母さんも、丈さんも、誰も僕を叱らなかった。
ー正直、それが一番応えます。ー
僕も、結華ちゃんも事情聴取があり、警察に向かった。犯人でもないし、人質でも無かったけれど、僕たちの聴取も夕方までかかった。
結華ちゃんはお父さんが迎えに来て、また会おうねと約束して別れた。
ーお母さんが迎えに来るんじゃないんだね。ー
不思議だったのは、犯人が丈さんを狙ってた事についてあまり聞かれなかった。どうしてだろう。動機なんだから一番大切だと思うんだけど。
その後、僕は少し離れた廊下の長椅子で待っているように言われて一人、ポツンと座っていた。
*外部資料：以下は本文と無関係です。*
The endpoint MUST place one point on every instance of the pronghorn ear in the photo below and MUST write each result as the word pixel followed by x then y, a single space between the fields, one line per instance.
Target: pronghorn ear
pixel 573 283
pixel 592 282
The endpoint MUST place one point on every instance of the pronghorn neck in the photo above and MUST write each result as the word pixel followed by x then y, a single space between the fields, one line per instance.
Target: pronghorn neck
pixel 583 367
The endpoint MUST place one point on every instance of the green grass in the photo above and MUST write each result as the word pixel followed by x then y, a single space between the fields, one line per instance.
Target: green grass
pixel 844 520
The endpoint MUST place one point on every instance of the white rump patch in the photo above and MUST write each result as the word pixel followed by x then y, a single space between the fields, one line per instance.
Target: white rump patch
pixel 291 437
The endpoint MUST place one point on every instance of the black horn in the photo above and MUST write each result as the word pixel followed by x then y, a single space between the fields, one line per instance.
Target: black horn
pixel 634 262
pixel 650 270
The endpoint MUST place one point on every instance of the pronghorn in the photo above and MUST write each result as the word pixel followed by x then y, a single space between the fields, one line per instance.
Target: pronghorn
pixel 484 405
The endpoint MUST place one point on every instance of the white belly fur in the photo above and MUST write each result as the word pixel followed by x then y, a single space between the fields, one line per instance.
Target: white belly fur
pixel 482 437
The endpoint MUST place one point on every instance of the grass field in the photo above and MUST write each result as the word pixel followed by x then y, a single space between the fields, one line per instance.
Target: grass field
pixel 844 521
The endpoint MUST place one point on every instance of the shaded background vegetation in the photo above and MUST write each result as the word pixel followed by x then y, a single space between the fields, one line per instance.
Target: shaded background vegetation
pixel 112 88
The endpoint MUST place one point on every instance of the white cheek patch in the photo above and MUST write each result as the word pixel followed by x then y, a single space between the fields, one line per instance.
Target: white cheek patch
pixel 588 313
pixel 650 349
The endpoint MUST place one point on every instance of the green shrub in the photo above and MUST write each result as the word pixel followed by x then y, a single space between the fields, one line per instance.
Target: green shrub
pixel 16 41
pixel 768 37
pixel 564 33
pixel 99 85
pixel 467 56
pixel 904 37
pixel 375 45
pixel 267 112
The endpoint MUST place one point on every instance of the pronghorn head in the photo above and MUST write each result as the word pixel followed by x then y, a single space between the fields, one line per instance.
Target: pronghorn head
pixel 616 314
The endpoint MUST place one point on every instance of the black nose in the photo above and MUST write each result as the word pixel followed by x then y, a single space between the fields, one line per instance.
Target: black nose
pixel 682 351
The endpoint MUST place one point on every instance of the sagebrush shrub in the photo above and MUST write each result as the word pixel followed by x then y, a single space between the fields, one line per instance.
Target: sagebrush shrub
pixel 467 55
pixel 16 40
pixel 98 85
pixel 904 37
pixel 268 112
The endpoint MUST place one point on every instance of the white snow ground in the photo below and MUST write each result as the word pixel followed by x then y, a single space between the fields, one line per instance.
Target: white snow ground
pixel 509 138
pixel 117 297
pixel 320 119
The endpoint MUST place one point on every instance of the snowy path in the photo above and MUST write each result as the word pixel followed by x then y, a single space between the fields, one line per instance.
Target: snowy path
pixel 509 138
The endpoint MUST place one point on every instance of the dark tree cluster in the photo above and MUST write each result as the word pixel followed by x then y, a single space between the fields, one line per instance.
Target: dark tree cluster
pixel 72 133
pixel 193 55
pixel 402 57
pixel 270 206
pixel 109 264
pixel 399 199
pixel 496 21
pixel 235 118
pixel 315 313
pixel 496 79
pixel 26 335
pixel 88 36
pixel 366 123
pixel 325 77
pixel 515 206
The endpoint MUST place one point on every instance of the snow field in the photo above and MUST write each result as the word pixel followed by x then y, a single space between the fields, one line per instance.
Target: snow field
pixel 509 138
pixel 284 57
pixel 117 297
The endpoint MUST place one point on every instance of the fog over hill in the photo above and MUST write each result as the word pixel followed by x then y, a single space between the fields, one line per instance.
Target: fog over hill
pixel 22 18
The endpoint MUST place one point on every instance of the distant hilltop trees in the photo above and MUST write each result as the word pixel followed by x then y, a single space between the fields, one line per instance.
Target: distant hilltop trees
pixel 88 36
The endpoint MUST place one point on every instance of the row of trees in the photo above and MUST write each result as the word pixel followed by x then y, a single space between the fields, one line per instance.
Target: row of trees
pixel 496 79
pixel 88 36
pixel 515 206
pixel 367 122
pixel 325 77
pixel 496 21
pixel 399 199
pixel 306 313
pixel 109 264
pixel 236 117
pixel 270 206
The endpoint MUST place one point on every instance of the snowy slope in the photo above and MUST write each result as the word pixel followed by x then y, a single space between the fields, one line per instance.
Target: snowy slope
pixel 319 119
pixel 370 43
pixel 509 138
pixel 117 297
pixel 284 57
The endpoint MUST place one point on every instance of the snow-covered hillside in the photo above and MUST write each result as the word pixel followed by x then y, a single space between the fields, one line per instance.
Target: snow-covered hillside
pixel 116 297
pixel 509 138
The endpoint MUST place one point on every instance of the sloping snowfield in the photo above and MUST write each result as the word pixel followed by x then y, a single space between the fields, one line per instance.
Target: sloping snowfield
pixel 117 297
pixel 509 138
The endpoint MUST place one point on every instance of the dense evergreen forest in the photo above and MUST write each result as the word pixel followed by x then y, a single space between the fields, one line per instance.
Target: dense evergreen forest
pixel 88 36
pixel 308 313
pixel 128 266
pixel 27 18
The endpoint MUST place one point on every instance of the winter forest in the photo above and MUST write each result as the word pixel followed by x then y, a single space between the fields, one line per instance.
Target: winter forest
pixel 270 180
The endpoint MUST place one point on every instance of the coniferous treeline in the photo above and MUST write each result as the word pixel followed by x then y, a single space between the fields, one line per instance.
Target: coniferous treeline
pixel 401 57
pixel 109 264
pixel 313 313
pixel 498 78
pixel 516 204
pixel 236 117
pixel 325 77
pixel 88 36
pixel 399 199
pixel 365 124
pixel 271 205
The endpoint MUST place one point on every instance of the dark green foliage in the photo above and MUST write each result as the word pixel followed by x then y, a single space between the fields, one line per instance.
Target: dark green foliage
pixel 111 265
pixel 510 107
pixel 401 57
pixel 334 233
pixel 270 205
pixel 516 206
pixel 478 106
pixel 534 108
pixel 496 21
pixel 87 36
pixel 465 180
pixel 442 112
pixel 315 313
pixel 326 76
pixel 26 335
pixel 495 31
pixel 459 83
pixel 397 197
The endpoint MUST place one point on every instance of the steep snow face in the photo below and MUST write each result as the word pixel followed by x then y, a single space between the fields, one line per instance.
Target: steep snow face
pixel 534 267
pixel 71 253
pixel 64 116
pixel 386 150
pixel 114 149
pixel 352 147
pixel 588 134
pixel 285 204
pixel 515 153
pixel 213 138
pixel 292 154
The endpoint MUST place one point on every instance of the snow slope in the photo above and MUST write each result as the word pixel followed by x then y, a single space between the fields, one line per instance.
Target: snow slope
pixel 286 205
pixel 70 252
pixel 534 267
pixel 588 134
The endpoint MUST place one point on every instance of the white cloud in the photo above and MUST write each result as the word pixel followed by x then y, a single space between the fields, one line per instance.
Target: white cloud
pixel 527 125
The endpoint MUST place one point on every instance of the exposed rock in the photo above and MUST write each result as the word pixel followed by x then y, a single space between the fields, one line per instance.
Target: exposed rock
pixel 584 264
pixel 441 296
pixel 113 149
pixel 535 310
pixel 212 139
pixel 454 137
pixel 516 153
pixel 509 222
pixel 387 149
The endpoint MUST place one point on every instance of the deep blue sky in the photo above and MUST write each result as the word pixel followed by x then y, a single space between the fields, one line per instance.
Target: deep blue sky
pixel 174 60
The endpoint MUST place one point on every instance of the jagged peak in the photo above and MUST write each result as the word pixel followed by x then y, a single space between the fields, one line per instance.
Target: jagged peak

離れた所で丈さんは電話をかけていて、その横に母さんが何か心配そうに立っているのが見えてたけど、なんだかとっても疲れちゃって、気がついたら長椅子で母さんの膝枕で寝ていたんだ。
「大丈夫だよ。そんな事起こる訳ない。」
「、、、そうよね。」
ー二人でなんの話をしているの?ー
僕がゴソゴソと起き上がると
「颯、目が覚めた?疲れたね。お家に帰ろう。お腹も空いたでしょ。」
「大活躍だったもんな。お疲れ様。みんな颯の冷静さに感心してたぞ。大きくなったら是非とも警察官になってくださいってだってさ。丈ちゃんとバディ組むか。」
「うん。組む。丈アンド颯だね。」
「そりゃ良いな。」
寝起きだったけど、母さんと丈さんのはしゃぎ様に違和感を感じた。
でも、聞き返しちゃいけないように思えて、僕はそのままにしたんだ。
帰宅の車の中でも母さんは妙に明るかった。
ーいったい、何を隠しているの?
そう言えば、あの時の救急車って?ー
帰宅すると、僕はお風呂に入ってポカポカに暖まった。
お夕飯はリクエストして卵うどんにしてもらったんだ。最近の母さんの
卵うどんは丈さんっぽくなって来て、卵たっぷり甘めの味付け。
ーすごく美味し。ー
母さんは、出先から会社に帰って、僕が立てこもり事件現場の映像に映ってる聞かされたんだって。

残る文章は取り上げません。